But may all who seek you
rejoice and be glad in you;
may those who love your salvation
say continually, “Great is the Lord!"
David's prayer in Psalm 40:16 can absolutely change your life. At first glance it may not stand out. Perhaps, like me, when you've read it before you glossed over the parallelism that makes this verse so special.
Now parallelism is a pretty simple rhetorical device. It is used in poetry of all kinds to connect two different phrases within a single line, always extending (in some way) the thought in the first phrase.1 Verse 16 below is one line with two phrases that are signified by A and B:
The particular type of parallelism is called “synonymous parallelism.” It basically is used by a poet to state the same idea in two different ways. It's not something we should breeze by. Instead read it and reread it. The point is for it to resound in the reader's mind.
So what is David saying in Psalm 40:16? David prays that all who seek God would rejoice and be glad in him. This is the first phrase, that the end of seeking God be joy in God. Now notice how this idea is repeated (and extended) in the second phrase: May all who love your salvation say continually, “Great is the LORD!”
As the phrases correspond, to seek God is parallel to loving his salvation, and to rejoice in God is parallel to praising him. The aim, then, of seeking God and loving his salvation is to rejoice in him and glorify him.

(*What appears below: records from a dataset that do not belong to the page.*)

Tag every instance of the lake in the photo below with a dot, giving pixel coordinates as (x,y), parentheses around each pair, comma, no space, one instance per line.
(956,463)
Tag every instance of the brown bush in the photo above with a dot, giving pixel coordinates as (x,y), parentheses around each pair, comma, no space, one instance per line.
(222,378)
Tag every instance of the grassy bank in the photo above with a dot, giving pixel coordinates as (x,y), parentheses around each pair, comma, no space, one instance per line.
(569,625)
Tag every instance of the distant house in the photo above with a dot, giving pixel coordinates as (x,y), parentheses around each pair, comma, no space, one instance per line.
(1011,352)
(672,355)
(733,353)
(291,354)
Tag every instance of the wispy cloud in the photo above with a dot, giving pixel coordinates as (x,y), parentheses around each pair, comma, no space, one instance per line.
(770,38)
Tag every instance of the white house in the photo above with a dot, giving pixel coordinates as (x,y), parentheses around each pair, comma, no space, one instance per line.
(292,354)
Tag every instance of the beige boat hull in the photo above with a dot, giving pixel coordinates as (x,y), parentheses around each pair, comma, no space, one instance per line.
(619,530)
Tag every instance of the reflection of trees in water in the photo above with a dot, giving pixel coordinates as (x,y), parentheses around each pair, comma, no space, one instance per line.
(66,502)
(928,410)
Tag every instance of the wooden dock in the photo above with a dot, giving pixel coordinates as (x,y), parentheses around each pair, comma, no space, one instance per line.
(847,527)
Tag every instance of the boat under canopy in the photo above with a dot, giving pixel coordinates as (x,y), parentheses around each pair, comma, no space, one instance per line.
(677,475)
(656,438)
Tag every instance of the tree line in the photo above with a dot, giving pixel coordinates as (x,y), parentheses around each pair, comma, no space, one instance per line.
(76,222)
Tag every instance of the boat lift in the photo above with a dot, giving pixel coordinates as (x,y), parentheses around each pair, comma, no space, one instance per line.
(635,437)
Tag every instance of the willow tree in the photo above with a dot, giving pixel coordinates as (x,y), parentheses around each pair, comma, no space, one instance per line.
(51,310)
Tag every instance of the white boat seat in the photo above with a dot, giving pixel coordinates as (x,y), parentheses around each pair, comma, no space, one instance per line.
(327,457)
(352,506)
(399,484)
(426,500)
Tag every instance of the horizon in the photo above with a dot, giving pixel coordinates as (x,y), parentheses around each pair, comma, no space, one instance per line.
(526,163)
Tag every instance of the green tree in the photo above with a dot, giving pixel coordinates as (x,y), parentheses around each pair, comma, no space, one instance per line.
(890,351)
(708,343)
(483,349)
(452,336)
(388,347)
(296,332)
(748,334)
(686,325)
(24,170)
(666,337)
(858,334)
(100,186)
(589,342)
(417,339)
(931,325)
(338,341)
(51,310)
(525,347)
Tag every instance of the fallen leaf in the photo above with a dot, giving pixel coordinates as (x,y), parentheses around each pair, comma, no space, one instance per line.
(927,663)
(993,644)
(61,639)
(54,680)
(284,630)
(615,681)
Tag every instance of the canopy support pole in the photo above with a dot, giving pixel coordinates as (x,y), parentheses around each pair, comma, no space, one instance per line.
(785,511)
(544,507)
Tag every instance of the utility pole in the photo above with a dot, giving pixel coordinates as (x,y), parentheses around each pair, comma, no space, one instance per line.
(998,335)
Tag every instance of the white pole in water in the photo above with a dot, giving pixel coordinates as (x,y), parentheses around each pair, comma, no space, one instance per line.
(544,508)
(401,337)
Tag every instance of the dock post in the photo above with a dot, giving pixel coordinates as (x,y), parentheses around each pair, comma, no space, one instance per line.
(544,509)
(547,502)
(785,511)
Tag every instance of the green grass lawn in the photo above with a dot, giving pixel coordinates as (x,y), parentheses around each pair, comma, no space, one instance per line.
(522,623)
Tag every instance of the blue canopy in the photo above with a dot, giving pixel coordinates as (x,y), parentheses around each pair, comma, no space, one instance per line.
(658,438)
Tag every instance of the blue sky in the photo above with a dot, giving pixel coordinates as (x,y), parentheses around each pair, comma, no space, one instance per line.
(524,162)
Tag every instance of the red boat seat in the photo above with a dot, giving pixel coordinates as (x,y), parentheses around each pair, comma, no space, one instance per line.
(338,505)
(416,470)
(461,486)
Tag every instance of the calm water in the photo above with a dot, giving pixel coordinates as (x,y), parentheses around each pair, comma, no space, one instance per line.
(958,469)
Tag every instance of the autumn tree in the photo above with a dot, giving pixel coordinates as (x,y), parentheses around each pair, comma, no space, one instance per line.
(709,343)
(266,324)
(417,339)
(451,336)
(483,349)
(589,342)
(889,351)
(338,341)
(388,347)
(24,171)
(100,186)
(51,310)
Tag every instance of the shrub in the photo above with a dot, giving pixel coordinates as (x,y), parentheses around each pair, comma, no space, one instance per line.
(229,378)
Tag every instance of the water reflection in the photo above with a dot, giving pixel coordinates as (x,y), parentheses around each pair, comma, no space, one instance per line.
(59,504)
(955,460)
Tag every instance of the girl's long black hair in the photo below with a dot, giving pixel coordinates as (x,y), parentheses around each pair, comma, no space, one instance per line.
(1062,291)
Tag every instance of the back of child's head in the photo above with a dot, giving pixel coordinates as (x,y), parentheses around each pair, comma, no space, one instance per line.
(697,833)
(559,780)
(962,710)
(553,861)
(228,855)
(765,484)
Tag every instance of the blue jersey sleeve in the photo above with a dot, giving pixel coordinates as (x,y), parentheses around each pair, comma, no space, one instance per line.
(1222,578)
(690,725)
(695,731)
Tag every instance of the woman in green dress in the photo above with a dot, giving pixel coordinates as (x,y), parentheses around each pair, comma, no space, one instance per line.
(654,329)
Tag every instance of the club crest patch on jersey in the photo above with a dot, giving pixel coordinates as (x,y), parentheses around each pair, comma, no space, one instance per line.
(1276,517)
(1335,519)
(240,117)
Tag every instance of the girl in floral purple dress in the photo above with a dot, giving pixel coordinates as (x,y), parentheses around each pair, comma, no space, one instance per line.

To seek God in this passage means to pursue him. A seeker, according to this verse, is not someone who is merely interested in religious topics. Rather than having reservations about God, the seeker is one who is in passionate pursuit to know him. The seeker is locked in, and keeps yearning for more. Specifically, this work of seeking — of pursuing God — is to love his ways. If you will seek God like David prays, you will cherish the salvation only God can give. If you will know him, you will know him only through his Son (Matthew 11:27).
So there's no such thing as seeking God outside the blood and righteousness of Jesus. To seek him is to revel in and cling to all that he is for us in the gospel. To love his salvation is to be bewildered by what he's done to bring us to himself.
You can't faithfully seek God, or love his salvation, with any legitimate aim other than to rejoice in him. That is the goal. There are really no other options. Seeking isn't spinning our wheels. There is an end in sight, a real end — when we see Jesus as he is and become perfectly conformed to his image (1 John 3:2), when the dwelling place of God will be with man in a new world (Revelation 21:1–3), when we live and reign with Jesus forever, his name written on our foreheads and his light making the night no more (Revelation 22:3–5). This will be a happy scene. We will rejoice in God. We will be glad in God. And he will be glorified. In fact, they are one in the same.
As the phrases show, rejoicing in God means to praise his name. Joy equals doxology. This kind of gladness in Psalm 40:16 sounds a certain way, like a chorus of rescued voices. It speaks a certain language, like a song from all the nations. And it says a certain thing: “To him who sits on the throne and to the Lamb be blessing and honor and glory and might forever and ever!”